I made my second visit to Petra last week.  It’s one of the world’s unique places, a monument of incomparable beauty and grandeur. Like many popular historical sites, it attracts every year a huge number of tourists who contribute much-needed money to the fragile local economy. But mass tourism isn’t an entirely innocent or trouble-free phenomenon, an uncomplicated boon for visitors and locals alike.  Government agencies are becoming more and more aware of the environmental damage tourists do in places such as the Galapagos Islands, Iceland, and the Great Barrier Reef, and are taking steps to do something that would have been inconceivable a few years ago: discourage tourism.
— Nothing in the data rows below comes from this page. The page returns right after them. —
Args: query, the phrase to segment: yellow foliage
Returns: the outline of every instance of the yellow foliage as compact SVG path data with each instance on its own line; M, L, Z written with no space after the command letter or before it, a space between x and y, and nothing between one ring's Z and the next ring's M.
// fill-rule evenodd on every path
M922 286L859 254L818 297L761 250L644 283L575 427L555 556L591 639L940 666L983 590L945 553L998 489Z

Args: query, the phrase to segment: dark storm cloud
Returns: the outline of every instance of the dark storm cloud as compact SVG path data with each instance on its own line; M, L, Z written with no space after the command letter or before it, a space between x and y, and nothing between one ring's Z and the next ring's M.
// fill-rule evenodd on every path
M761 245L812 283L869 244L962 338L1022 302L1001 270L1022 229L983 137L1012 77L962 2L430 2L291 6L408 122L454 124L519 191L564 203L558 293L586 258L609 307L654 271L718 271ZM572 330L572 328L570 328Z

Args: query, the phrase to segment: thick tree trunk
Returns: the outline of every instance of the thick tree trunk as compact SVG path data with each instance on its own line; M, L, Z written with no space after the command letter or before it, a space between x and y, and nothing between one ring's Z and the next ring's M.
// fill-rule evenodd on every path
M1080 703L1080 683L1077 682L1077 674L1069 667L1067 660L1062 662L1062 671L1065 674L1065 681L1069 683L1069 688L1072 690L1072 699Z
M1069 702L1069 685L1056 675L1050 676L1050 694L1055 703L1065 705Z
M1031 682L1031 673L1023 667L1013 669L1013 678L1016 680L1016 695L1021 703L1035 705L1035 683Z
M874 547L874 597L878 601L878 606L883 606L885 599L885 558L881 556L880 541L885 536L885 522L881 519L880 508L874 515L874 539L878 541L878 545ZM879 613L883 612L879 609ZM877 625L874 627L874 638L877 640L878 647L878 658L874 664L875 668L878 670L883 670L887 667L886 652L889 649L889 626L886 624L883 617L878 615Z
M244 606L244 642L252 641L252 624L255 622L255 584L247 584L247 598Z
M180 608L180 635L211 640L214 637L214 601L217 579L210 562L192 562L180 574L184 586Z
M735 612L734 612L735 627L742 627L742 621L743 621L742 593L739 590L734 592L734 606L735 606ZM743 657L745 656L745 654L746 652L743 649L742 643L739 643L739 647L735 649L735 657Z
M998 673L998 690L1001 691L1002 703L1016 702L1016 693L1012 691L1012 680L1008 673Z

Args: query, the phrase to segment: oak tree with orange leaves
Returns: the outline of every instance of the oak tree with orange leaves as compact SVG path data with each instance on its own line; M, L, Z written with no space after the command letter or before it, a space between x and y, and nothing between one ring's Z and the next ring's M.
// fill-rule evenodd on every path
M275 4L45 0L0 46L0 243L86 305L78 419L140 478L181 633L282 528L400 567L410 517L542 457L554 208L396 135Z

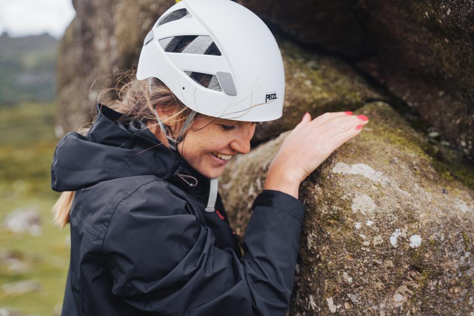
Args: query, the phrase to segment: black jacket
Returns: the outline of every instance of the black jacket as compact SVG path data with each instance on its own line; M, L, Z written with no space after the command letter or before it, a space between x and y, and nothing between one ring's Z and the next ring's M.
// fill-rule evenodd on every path
M216 212L204 211L210 179L120 115L98 104L87 135L56 146L52 188L76 191L61 315L284 315L303 203L263 190L242 256L220 197Z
The pernicious effects of tourism go beyond the environmental impact on fragile places.  In Petra last week, there were scores of children skipping school to sell worthless trinkets to visitors.  I saw a man kicking, viciously and repeatedly, one of the horses that take tourists around the monument.  These weren’t isolated incidents.  Signs around the site indicate the Jordanian government’s awareness of such abuses.
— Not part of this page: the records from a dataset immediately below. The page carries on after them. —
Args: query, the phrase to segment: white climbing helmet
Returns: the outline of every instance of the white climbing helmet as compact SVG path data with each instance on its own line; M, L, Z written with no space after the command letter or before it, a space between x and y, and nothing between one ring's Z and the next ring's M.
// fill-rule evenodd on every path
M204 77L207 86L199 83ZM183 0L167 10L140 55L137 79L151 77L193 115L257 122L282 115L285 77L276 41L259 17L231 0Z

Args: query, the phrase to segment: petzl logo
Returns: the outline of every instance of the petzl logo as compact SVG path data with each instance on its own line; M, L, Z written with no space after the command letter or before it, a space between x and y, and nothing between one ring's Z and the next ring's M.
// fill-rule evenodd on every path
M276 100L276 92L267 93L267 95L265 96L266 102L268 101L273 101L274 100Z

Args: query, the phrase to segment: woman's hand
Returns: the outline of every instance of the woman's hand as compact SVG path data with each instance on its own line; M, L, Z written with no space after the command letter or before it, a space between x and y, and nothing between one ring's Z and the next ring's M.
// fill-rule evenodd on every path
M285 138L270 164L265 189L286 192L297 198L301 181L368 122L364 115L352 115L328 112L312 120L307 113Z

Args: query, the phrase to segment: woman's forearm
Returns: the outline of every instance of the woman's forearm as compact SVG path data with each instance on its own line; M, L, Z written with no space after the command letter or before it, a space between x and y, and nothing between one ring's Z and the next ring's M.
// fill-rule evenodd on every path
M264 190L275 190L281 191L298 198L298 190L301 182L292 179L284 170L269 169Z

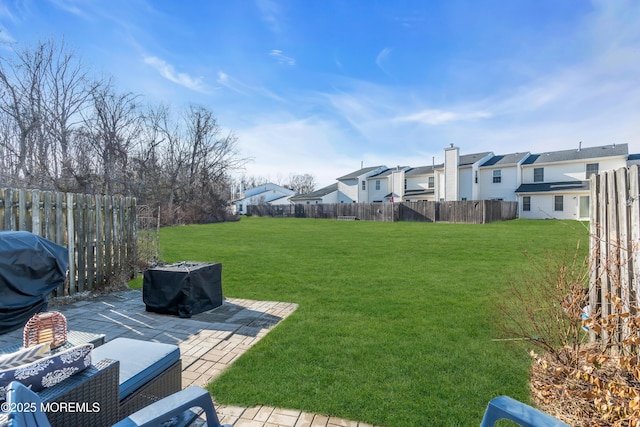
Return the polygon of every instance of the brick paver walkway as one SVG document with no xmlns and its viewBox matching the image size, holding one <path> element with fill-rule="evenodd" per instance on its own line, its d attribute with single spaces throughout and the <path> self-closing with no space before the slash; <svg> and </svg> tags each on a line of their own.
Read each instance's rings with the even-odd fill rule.
<svg viewBox="0 0 640 427">
<path fill-rule="evenodd" d="M 50 310 L 62 312 L 67 326 L 103 333 L 106 340 L 136 338 L 176 344 L 182 356 L 182 387 L 204 386 L 297 308 L 297 304 L 227 298 L 221 307 L 190 319 L 145 311 L 139 290 L 114 292 Z M 22 341 L 22 331 L 0 335 L 0 347 Z M 371 427 L 296 410 L 217 405 L 222 423 L 235 427 Z"/>
</svg>

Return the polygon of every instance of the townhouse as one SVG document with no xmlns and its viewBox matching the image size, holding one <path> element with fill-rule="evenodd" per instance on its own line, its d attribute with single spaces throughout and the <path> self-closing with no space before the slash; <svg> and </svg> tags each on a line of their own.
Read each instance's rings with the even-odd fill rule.
<svg viewBox="0 0 640 427">
<path fill-rule="evenodd" d="M 444 163 L 361 168 L 292 203 L 369 203 L 456 200 L 518 202 L 520 218 L 589 219 L 589 177 L 640 162 L 627 144 L 495 155 L 444 150 Z"/>
<path fill-rule="evenodd" d="M 232 201 L 232 207 L 235 210 L 234 213 L 245 214 L 248 205 L 259 205 L 261 203 L 290 205 L 290 199 L 295 196 L 295 194 L 296 192 L 289 188 L 267 183 L 246 191 L 241 191 L 241 196 Z"/>
</svg>

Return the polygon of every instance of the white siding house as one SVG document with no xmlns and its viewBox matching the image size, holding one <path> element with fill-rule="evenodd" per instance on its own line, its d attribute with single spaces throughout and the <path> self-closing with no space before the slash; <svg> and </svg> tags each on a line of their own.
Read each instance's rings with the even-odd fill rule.
<svg viewBox="0 0 640 427">
<path fill-rule="evenodd" d="M 338 183 L 331 184 L 320 190 L 307 194 L 299 194 L 289 199 L 296 205 L 318 205 L 324 203 L 338 203 Z"/>
<path fill-rule="evenodd" d="M 520 218 L 589 219 L 589 176 L 627 166 L 627 144 L 532 154 L 515 194 Z"/>
<path fill-rule="evenodd" d="M 627 144 L 541 154 L 459 151 L 453 144 L 445 148 L 444 163 L 433 166 L 363 168 L 338 178 L 326 195 L 322 189 L 323 195 L 310 193 L 293 201 L 504 200 L 518 202 L 520 218 L 584 220 L 589 218 L 589 176 L 640 163 L 640 155 L 629 156 Z"/>
<path fill-rule="evenodd" d="M 493 156 L 478 169 L 480 200 L 517 201 L 515 189 L 522 184 L 522 163 L 530 153 Z"/>
<path fill-rule="evenodd" d="M 443 169 L 444 165 L 420 166 L 410 168 L 404 174 L 407 180 L 407 188 L 404 192 L 405 201 L 427 200 L 434 201 L 436 193 L 437 169 Z"/>
<path fill-rule="evenodd" d="M 289 199 L 296 194 L 295 191 L 277 184 L 264 184 L 246 190 L 242 198 L 235 200 L 236 212 L 245 214 L 248 205 L 268 203 L 271 205 L 290 205 Z"/>
<path fill-rule="evenodd" d="M 386 166 L 362 168 L 338 178 L 338 203 L 368 202 L 367 178 L 388 169 Z"/>
</svg>

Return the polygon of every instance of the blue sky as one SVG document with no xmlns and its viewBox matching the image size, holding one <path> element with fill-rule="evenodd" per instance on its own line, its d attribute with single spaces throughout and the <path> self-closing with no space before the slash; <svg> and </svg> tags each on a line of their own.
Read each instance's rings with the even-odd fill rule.
<svg viewBox="0 0 640 427">
<path fill-rule="evenodd" d="M 246 175 L 628 143 L 637 0 L 0 0 L 0 40 L 62 38 L 122 91 L 210 108 Z M 6 49 L 6 43 L 5 47 Z"/>
</svg>

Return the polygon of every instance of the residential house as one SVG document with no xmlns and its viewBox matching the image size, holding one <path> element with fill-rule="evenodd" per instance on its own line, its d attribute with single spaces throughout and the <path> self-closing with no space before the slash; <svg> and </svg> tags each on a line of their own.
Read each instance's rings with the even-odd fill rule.
<svg viewBox="0 0 640 427">
<path fill-rule="evenodd" d="M 338 203 L 338 183 L 307 194 L 298 194 L 289 199 L 296 205 L 317 205 L 324 203 Z"/>
<path fill-rule="evenodd" d="M 290 205 L 295 191 L 277 184 L 267 183 L 244 191 L 241 197 L 234 200 L 236 213 L 245 214 L 248 205 L 268 203 L 270 205 Z"/>
<path fill-rule="evenodd" d="M 293 201 L 505 200 L 518 202 L 520 218 L 588 219 L 589 176 L 640 164 L 640 155 L 628 155 L 627 144 L 501 155 L 460 155 L 459 148 L 451 145 L 444 157 L 444 163 L 432 166 L 362 168 Z"/>
<path fill-rule="evenodd" d="M 476 172 L 480 200 L 517 201 L 514 189 L 522 184 L 522 164 L 531 153 L 493 156 Z"/>
<path fill-rule="evenodd" d="M 367 178 L 387 169 L 386 166 L 366 167 L 338 178 L 338 203 L 369 202 Z"/>
<path fill-rule="evenodd" d="M 444 170 L 444 164 L 419 166 L 410 168 L 404 173 L 406 189 L 405 201 L 435 201 L 436 200 L 436 171 Z"/>
<path fill-rule="evenodd" d="M 589 219 L 589 177 L 627 166 L 627 144 L 532 154 L 515 194 L 520 218 Z"/>
</svg>

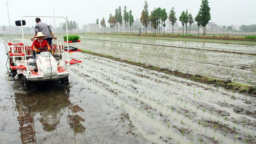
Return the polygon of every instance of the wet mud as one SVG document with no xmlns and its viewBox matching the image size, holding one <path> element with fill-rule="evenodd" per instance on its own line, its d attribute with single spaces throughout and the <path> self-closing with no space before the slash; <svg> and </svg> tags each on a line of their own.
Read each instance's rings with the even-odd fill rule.
<svg viewBox="0 0 256 144">
<path fill-rule="evenodd" d="M 71 57 L 82 62 L 71 66 L 68 86 L 36 83 L 25 92 L 0 74 L 1 142 L 256 141 L 246 112 L 256 110 L 255 97 L 84 53 Z"/>
</svg>

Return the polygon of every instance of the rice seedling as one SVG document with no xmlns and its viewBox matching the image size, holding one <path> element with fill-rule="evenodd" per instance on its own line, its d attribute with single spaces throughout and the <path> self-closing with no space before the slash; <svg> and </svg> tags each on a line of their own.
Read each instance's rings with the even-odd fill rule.
<svg viewBox="0 0 256 144">
<path fill-rule="evenodd" d="M 213 140 L 215 139 L 215 136 L 214 136 L 214 135 L 212 136 L 212 139 Z"/>
<path fill-rule="evenodd" d="M 168 138 L 170 140 L 172 140 L 172 136 L 171 136 L 170 134 L 169 136 L 169 138 Z"/>
<path fill-rule="evenodd" d="M 248 137 L 250 138 L 252 138 L 252 135 L 251 134 L 248 134 Z"/>
<path fill-rule="evenodd" d="M 124 105 L 125 104 L 124 103 L 124 102 L 121 102 L 121 108 L 123 108 L 124 106 Z"/>
<path fill-rule="evenodd" d="M 234 136 L 234 138 L 235 140 L 237 139 L 237 135 L 236 135 L 236 134 L 235 134 L 235 135 Z"/>
<path fill-rule="evenodd" d="M 217 130 L 217 129 L 218 128 L 218 126 L 217 126 L 217 125 L 216 125 L 214 126 L 214 130 L 216 131 L 216 130 Z"/>
<path fill-rule="evenodd" d="M 79 40 L 79 38 L 80 37 L 78 35 L 69 35 L 68 36 L 68 40 L 71 41 L 78 41 Z M 67 36 L 63 36 L 63 39 L 64 39 L 64 41 L 67 40 Z"/>
<path fill-rule="evenodd" d="M 204 112 L 205 112 L 205 109 L 204 108 L 203 108 L 203 111 Z"/>
<path fill-rule="evenodd" d="M 181 123 L 181 124 L 184 124 L 184 122 L 183 122 L 183 120 L 180 120 L 180 123 Z"/>
<path fill-rule="evenodd" d="M 185 135 L 185 131 L 184 130 L 182 130 L 182 133 L 183 136 Z"/>
<path fill-rule="evenodd" d="M 202 144 L 202 138 L 198 138 L 198 142 L 199 142 L 199 143 L 200 143 L 200 144 Z"/>
</svg>

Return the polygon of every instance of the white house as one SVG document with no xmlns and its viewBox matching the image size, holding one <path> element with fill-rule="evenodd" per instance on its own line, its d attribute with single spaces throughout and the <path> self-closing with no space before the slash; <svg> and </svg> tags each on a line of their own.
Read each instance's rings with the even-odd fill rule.
<svg viewBox="0 0 256 144">
<path fill-rule="evenodd" d="M 100 29 L 99 26 L 99 29 Z M 97 25 L 96 24 L 88 24 L 86 27 L 87 32 L 97 32 Z"/>
<path fill-rule="evenodd" d="M 165 27 L 165 31 L 166 32 L 172 32 L 172 22 L 169 20 L 166 22 L 166 26 Z M 176 22 L 173 25 L 173 32 L 178 32 L 179 30 L 179 24 Z"/>
</svg>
What’s the proper response to such things?  Stay at home, denying oneself the experience and the local economy the money it needs?  Complain to local authorities?  Refuse to use abusive services and find less harmful ways to contribute to local development?  None of this is easy.  A starting point is to be thoughtful and to recognize that each of us is part of a growing problem: the ugly underbelly of tourism.